The report tackles big themes that resonate with general international product safety topic issues, including: personalisation of medicines; use of novel technologies (AI/digital technology) in both manufacture and decision-making, more sophisticated use of data (big data and AI); international collaboration and information-sharing and modernisation of consumer-facing materials.
In keeping with the above, five key strategic goals and core recommendations, with specific underlying initiatives, have been identified to achieve the overarching goal for human medicines specifically: “to underpin its mission of protecting human health, EMA must catalyse and enable regulatory science and innovation to be translated into patient access to medicines in evolving healthcare systems.”
- Catalysing the integration of science and technology in medicines development by focusing on precision medicines, special population initiatives, modelling, simulation and extrapolation capabilities and use of digital technology and artificial intelligence in EMA regulatory decision-making.

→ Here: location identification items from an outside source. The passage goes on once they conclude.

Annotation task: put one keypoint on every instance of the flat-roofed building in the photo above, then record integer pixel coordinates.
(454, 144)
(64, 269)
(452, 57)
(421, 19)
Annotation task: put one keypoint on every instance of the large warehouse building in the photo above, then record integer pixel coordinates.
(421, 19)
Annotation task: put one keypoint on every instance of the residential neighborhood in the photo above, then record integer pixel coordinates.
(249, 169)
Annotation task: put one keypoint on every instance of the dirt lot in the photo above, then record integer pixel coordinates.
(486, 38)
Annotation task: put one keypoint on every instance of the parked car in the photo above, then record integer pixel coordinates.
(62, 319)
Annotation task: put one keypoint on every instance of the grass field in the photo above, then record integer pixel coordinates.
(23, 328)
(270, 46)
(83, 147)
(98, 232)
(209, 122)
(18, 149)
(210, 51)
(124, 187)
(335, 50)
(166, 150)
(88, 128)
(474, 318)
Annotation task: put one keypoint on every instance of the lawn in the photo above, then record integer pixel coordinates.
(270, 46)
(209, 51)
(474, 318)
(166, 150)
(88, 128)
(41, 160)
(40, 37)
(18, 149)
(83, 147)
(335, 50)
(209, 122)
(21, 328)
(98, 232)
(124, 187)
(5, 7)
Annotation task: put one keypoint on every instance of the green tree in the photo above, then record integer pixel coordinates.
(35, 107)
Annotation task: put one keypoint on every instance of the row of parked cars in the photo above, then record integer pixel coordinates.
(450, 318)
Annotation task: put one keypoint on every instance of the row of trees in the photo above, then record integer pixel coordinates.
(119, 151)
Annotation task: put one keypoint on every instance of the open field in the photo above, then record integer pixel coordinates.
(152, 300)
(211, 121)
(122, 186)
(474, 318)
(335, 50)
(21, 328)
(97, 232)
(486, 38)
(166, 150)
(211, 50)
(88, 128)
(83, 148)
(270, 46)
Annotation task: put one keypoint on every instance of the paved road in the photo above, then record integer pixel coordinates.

- Advancing patient-centred access to medicines in partnership with healthcare systems by focusing on innovative medicines, collaboration between all actors within the healthcare system, patient factors and their impact on evidence generation, high-quality real-world data (RMD), big data, product information in electronic format (ePI), biosimilars and EMA external engagement and communications to be more transparent.
- Addressing emerging health threats and availability/therapeutic challenges by focusing on EMA’s programme for health threat preparedness, creation of new antibacterial agents and alternatives, global supply chain initiatives, innovative approaches to vaccine regulatory pathways and repurposes existing medicine authorisations for other uses.
- Enabling and leveraging research and innovation in regulatory science by working with expert regulatory science institutes, collaborating with academia and network scientists to determine research frameworks and expert information exchange.
Although the implementation of the EMA’s 5 year strategy remains to be seen, some of its resolutions have already been put to the test in the COVID-19 crisis. For example, as part of efforts under strategic goal 4 above, the EMA founded a COVID-19 pandemic Task Force (COVID-ETF) to help Member States and the European Commission take quick and coordinated regulatory action on the development, authorisation and safe monitoring of treatments and vaccines intended for the treatments and prevention of COVID-19. More information of the EMA’s governance during the pandemic and their business continuity plan can be found here.
In the interim, with knowledge that the EMA, ERMN and the European Commission, will shortly commence its consultation and drafting process again for its next 5-year plan, those in the medicines industry are encouraged to keep detailed, thorough analysis and feedback on the effectiveness of regulation for their purposes, including in particular novel medicines and new technologies, in anticipation of participation in the next public consultation.